Пересмотр игр ума ради усиленного эффекта может быть более или менее простительным; и там, где первичная цель — развлечь и никакая жизненная струна не затронута, сведение деталей к понятной и впечатляющей форме, возможно, является благом для публики, которая могла бы не оценить рассказ в немолотом и неполированном виде. Существует так много опасностей и недостатков, сопутствующих устной доставке; и редактор, в конце концов, стоит по отношению к юмористу в параллельном отношении к тому, которое репортер занимает по отношению к парламентским процедурам. Он не передает их точно так, как получил из уст спикеров, но так, как последние дали бы их, если бы имели возможность исправить корректуры. Это фактически сводится к расширению авторитета литературы над неписаным материалом. Субстанция и количество сохранены, как жидкость, налитая из кружки в блюдце; но составные части поменялись местами, и запись составлена и напечатана для будущего использования джентльменом, который считает, что он лучший судья вашего смысла, чем вы сами.

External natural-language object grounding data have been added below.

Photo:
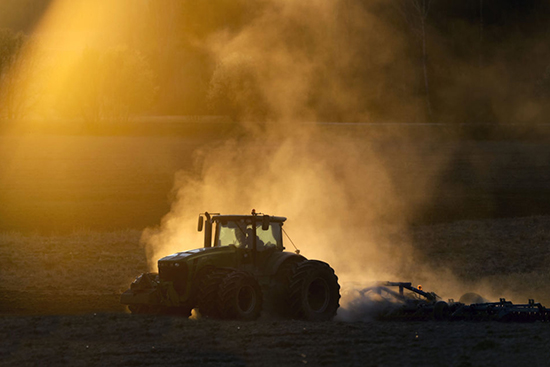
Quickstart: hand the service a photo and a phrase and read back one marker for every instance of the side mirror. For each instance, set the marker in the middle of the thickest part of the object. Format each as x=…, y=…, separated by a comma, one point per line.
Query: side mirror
x=201, y=223
x=265, y=223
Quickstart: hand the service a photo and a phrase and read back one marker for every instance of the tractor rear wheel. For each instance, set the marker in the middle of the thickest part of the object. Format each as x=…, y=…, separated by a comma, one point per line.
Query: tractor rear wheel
x=208, y=300
x=314, y=291
x=240, y=296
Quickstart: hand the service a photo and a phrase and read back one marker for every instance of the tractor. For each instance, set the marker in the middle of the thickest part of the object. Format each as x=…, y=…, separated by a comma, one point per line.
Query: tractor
x=241, y=272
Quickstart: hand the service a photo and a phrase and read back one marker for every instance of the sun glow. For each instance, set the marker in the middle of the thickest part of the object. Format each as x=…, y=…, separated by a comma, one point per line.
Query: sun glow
x=75, y=59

До сих пор все хорошо. Но мы инстинктивно переходим отсюда к рассмотрению другого, но родственного вопроса — о частой привычке рассказчиков, по той или иной причине, положительно вмешиваться в текст изречения и фальсифицировать смысл.
Ибо ваш специальный художник имеет дело отнюдь не только с несущественными деталями или даже только с второстепенными аксессуарами. Он считает, что его лицензия распространяется на то, чтобы найти вам нового героя — того, возможно, кто никогда, в своем самом пророческом настроении, не мог бы осмелиться представить себя в такой ситуации или в такой компании.
Иногда случается, что в сравнительно поздней дешевой книжке мы обнаруживаем переработку древней легенды.
В Глазго в 1700 году появилась небольшая грубо напечатанная брошюра под названием «Новая жена из Бата», в которой нас просят поверить, что текст «гораздо лучше исправлен, расширен и скорректирован, чем он был ранее в старой неверной копии»; и нам далее говорят, что есть «добавление многих других вещей». Предисловие добавляет, что «папский или еретический» материал в прежней копии был опущен в этом втором издании, не оставляя ничего, что могло бы оскорбить мудрых и рассудительных, «не будучи воспринятым в буквальном смысле, но путем аллегории и мистики, что таким образом может назидать».